With all this daydreaming one might wonder how I managed myself down that long, dark, and, without Jeeves, lonesome road. Well, rest assured I managed and after many turns and turn-backs and turn-back-again’s I found myself out of hell, and back in the old metrop, on familiar soil.

I wanted to head back to the old flat, to rest my weary head on my own soft pillows and put up my aching feet and relax my stiff, fatigued hands and ring for Jeeves to join me in the chambers. But there would be no Jeeves; he was waiting for me back at Ditteridge Hall, and I had promised him (though he knew it not yet) to be back by sunrise.

And sunrise was fast approaching as the onyx sky, lighted only by the occasional seeping starlight and the glowing yellow London street lamps, turned a faded indigo, then a shade of grey-blue that reminded me of my man’s eyes. All the time I scoured the streets, rather hopeless. I’d parked the car near the old homestead and tottered around on foot, figuring it would be easier to trace and retrace my steps, and stop if I needed to. I thought the first place I’d try to go would be the club Boko, Claude, Eustace and I had visited on that fateful night. And I would have done.

If I could have remembered what club it had been, I would have.

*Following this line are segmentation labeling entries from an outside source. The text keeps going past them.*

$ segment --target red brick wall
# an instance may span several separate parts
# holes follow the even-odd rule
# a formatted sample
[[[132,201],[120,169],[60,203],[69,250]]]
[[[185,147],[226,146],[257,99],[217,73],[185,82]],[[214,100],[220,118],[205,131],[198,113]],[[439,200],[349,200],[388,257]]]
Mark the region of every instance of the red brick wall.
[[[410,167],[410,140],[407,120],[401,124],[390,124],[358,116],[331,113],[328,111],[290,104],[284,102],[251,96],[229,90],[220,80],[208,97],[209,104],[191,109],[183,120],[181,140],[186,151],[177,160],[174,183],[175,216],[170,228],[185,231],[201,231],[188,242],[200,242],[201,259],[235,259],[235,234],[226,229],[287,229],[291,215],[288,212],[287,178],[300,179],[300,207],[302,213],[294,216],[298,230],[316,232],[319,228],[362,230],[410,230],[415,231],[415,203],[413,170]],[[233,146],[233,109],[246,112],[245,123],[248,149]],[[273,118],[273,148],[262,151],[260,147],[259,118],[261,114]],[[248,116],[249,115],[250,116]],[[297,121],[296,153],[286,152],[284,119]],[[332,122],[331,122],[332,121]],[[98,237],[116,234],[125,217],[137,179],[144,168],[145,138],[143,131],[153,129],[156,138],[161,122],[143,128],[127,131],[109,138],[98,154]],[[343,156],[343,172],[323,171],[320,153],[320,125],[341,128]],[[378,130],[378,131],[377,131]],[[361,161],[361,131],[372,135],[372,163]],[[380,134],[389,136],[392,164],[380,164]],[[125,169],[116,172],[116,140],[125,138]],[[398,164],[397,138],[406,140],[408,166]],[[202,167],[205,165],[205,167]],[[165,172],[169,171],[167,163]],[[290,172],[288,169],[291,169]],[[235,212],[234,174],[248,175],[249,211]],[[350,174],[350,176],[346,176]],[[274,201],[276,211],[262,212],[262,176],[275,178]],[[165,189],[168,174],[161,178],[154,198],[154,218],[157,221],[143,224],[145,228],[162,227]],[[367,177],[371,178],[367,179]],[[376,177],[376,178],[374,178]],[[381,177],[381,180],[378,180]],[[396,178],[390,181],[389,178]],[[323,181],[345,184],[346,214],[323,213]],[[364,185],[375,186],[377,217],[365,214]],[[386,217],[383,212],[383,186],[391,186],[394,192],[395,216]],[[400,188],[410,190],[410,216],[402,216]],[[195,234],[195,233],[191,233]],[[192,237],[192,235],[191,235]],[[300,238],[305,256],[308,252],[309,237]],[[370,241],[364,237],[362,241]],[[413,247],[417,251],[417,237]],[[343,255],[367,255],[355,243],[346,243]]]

But as it happens I succeeded only in thoroughly bereaving myself (in a voice that sounded suspiciously like old Aunt Agatha) for having been too bally sauced and then too bally stunned at the bally woman to bally well remember where we’d bally well gone!
So I tried random clubs; I tried the Oyster, and the good old Drones, and the Honky-Tonk, and any number of other clubs of various reputes. And I tried weaving my way in various patterns away from that club. I would begin at the club doors, and try to imagine my three accomplices on that dark night of the soul, wandering arm-in-arm (or more, arm-around-neck) and singing boisterously down each street leading away from said c. d.’s, hoping I’d come across a familiar image. But nothing doing.

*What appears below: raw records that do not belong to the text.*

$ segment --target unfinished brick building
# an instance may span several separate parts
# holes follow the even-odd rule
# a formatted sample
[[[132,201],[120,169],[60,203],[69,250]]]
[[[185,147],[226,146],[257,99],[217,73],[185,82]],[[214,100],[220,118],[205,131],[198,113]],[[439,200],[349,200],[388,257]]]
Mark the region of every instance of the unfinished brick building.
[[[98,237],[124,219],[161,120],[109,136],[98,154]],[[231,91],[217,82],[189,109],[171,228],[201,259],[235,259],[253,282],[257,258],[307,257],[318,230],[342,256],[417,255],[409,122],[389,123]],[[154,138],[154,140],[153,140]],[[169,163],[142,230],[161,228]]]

I would thence try each street for myself, following as far down it as I thought reasonable, and looking in each dimly-lit side-alley I came across, looking for a sign, a door, a silhouette of a scarf-clad woman. But nothing doing.

I tried this on each street, about five streets in total when I’d gone around the back ways and street-entranced and side-entrances and all. I tried this on each club, five streets per club, and a bally ton of side-alleys down those streets. But nothing doing.
It was on the fifth street of the fifth club that I got lost. I’d gone down an alley that had only looked familiar for a glance, and then found myself traipsing down it, running my hands along the rough bricks, half-expecting the wall to give way into some parallel dimension, some other world that contained the woman I sought.

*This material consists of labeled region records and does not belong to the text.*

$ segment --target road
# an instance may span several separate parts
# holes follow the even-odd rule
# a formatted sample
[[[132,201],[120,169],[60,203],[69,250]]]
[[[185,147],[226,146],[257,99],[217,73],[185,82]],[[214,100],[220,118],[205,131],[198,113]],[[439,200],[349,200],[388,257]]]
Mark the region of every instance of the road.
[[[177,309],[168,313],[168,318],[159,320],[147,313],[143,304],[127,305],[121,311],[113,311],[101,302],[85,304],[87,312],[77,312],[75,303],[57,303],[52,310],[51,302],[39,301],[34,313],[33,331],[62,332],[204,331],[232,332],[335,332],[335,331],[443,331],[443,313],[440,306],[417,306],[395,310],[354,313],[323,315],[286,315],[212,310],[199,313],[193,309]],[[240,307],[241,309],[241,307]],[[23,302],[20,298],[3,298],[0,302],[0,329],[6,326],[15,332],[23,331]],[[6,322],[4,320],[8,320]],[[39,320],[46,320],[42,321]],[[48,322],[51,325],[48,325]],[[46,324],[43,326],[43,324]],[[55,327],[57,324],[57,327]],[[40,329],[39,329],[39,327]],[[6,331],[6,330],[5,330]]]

But of course the wall did not give way, and I did not recognise anything else past that one glance down the alley, but I was unable to turn around. Something pulled me down that alley that made the possibility of a parallel dimension seem completely reasonable, even probable. And of course, blind faith in the inexplicable has never led me wrong. Look at my Scripture Knowledge prize. Look at Jeeves. I think my point has been proven.

I continued winding down streets at random, my desperation growing as the deep blue turned to a dark, exotic violet above me. I was lost. And of course, that’s when something was doing. I found her.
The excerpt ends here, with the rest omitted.